Il est grand temps d’en­ter­rer la hache de guerre éner­gé­tique

La pro­duc­tion d’éner­gie cli­ma­ti­que­ment neutre se résume sou­vent à un affron­te­ment entre les adeptes du solaire et du nucléaire ou les par­ti­sans de l’hy­drau­lique et de l’éo­lien. Cela ne peut plus durer.
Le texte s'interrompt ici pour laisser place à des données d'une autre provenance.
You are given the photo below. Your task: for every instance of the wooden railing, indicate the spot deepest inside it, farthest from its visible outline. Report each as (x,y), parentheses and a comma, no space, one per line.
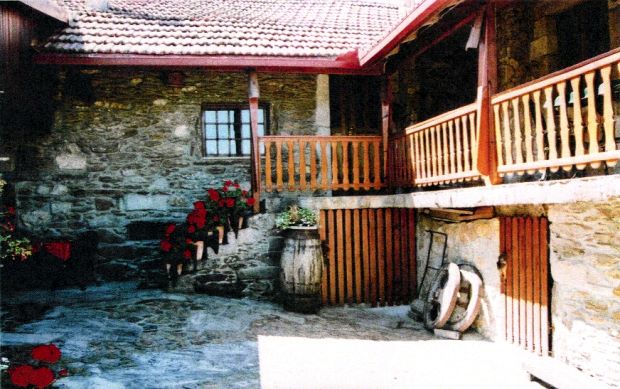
(563,121)
(301,163)
(441,150)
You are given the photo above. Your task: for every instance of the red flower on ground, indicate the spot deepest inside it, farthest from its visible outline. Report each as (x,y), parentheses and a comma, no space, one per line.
(214,195)
(46,353)
(42,377)
(165,246)
(20,375)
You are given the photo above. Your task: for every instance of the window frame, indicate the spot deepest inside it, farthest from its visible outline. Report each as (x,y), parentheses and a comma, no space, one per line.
(237,123)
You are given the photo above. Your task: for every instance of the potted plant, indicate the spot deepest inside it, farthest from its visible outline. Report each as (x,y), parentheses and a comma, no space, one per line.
(301,260)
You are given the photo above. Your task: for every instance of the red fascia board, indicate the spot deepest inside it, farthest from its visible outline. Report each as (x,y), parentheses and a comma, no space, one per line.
(220,63)
(409,24)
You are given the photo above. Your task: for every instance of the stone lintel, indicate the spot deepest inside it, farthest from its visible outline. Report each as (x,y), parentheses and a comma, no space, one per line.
(595,189)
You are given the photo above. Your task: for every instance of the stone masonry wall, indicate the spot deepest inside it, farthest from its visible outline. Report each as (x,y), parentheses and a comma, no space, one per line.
(126,147)
(585,266)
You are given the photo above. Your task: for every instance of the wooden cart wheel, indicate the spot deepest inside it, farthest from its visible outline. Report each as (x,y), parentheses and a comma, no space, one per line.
(468,303)
(442,296)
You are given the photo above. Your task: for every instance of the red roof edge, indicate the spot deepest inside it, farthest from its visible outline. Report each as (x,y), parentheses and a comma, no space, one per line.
(412,22)
(222,63)
(48,8)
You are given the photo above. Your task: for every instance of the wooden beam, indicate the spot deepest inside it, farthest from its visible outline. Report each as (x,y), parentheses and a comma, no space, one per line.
(487,85)
(229,63)
(253,96)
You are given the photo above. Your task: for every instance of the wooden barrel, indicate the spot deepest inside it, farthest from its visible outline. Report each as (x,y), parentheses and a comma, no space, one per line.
(302,265)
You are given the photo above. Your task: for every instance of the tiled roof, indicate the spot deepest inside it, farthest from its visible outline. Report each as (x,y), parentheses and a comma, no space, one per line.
(289,28)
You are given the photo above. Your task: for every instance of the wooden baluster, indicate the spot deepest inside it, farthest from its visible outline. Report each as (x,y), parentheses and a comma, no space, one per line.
(564,131)
(366,150)
(517,133)
(466,146)
(577,120)
(452,151)
(507,135)
(608,114)
(419,157)
(435,151)
(313,172)
(377,159)
(356,165)
(540,145)
(444,148)
(268,183)
(345,164)
(291,166)
(411,161)
(324,172)
(279,180)
(459,150)
(302,165)
(592,123)
(473,128)
(551,137)
(498,137)
(334,144)
(527,121)
(429,158)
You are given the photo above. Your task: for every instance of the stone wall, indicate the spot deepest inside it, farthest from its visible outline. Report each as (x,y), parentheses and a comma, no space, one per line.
(585,266)
(126,147)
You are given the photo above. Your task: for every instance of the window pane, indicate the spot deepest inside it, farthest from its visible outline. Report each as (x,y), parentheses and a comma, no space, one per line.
(223,117)
(223,131)
(210,131)
(245,131)
(245,147)
(209,116)
(211,148)
(223,147)
(245,116)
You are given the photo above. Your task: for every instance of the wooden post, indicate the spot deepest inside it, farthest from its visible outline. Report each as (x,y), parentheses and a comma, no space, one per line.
(253,95)
(487,84)
(386,101)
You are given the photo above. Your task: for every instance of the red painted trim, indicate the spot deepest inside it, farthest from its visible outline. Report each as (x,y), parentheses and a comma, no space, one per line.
(412,22)
(223,63)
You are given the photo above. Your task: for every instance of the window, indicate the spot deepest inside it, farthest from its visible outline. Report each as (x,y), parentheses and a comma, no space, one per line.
(226,129)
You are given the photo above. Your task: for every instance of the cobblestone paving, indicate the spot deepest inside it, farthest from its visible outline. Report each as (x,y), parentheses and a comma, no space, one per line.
(115,336)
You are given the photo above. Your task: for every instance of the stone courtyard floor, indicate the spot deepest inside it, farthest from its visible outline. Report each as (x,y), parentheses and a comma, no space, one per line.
(116,336)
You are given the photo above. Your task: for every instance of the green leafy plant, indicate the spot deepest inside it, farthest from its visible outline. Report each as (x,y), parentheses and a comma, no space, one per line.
(296,216)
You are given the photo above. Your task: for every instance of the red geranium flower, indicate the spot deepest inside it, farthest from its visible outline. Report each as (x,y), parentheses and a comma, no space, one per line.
(165,246)
(214,195)
(46,353)
(42,377)
(20,375)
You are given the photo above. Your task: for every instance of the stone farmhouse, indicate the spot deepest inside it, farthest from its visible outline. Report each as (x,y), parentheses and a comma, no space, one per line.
(492,122)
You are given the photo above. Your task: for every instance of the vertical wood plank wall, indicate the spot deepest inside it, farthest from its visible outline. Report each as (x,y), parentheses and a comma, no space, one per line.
(526,285)
(369,256)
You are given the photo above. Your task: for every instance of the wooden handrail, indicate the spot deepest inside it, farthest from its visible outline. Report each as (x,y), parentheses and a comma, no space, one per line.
(322,162)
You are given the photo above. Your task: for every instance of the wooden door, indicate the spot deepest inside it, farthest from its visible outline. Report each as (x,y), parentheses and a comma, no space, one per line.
(525,282)
(369,256)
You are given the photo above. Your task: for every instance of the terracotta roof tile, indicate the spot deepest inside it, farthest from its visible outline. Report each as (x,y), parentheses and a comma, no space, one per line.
(292,28)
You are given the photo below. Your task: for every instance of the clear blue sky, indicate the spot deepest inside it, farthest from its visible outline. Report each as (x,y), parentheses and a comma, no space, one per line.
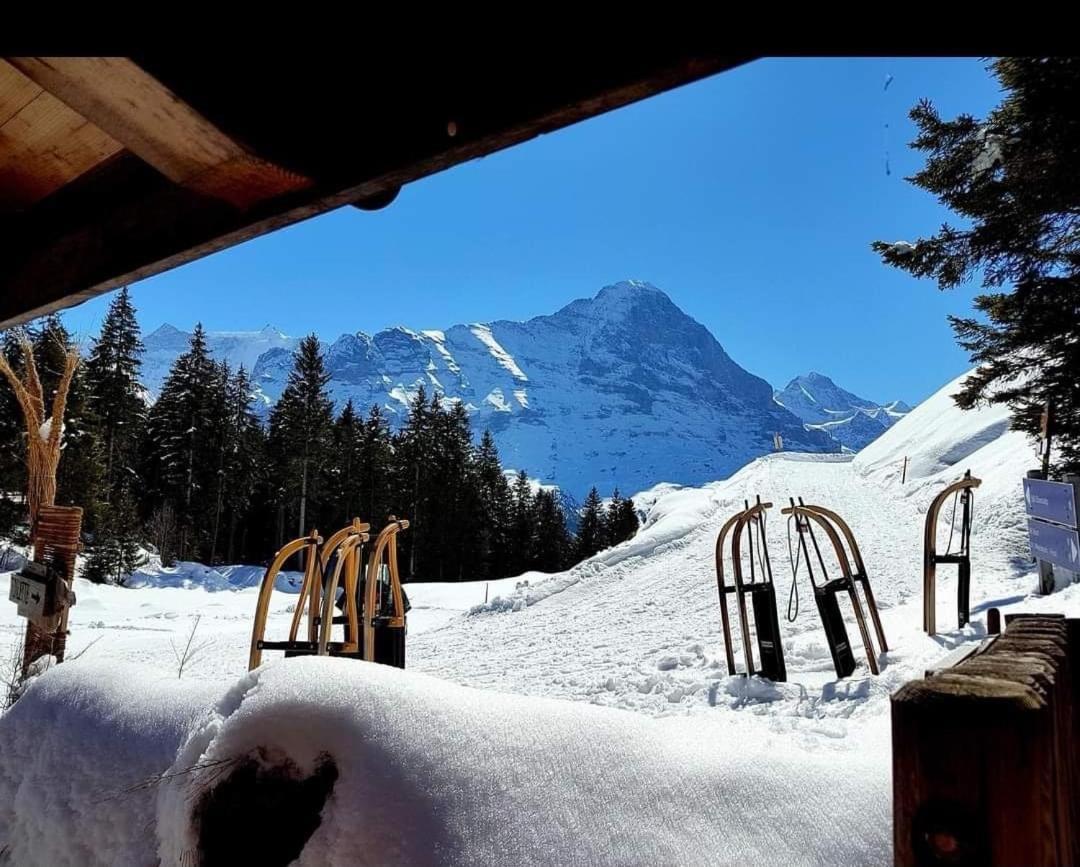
(751,198)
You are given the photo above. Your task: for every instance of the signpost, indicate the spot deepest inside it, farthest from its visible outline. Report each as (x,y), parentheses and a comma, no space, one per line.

La poli­tique éner­gé­tique actuelle res­semble à un acci­dent de la route vu au ralenti, qui a lieu sous nos yeux de citoyens réduits à l’im­puis­sance. L’Al­le­magne nous a même mon­tré que l’on peut encore don­ner un coup d’ac­cé­lé­ra­teur juste avant l’im­pact: en avril, notre voi­sin est entiè­re­ment sorti du nucléaire. Pour autant, il n’a pas d’abord déve­loppé suf­fi­sam­ment les éner­gies renou­ve­lables et le char­bon, censé com­bler la brèche éner­gé­tique, est tout sauf à la hau­teur de ses objec­tifs cli­ma­tiques ambi­tieux. Le pays devra com­bler sa pénu­rie d’élec­tri­cité en se tour­nant vers l’étran­ger, c’est-à-dire en grande par­tie vers les cen­trales nucléaires fran­çaises. Sur un ton cor­ro­sif, la chaîne alle­mande ZDF a com­paré l’ac­tuelle poli­tique éner­gé­tique à une forme ratée du jeu télé­visé «Wet­ten, dass...?» (parions que...), où la coa­li­tion au pou­voir aurait fait le pari casse-cou d’aban­don­ner le char­bon et le nucléaire en même temps. Topez là, pari tenu! L’ab­sur­dité de cette évo­lu­tion ne peut s’ex­pli­quer que par d’éton­nants cli­vages idéo­lo­giques, contre les­quels la Suisse non plus n’est pas immu­ni­sée. Chez nous, il n’est certes plus vrai­ment ques­tion de sor­tie rapide du nucléaire – sauf chez les Verts, dont la reven­di­ca­tion plu­tôt abs­truse est sans doute à mettre sur le compte de l’an­née élec­to­rale.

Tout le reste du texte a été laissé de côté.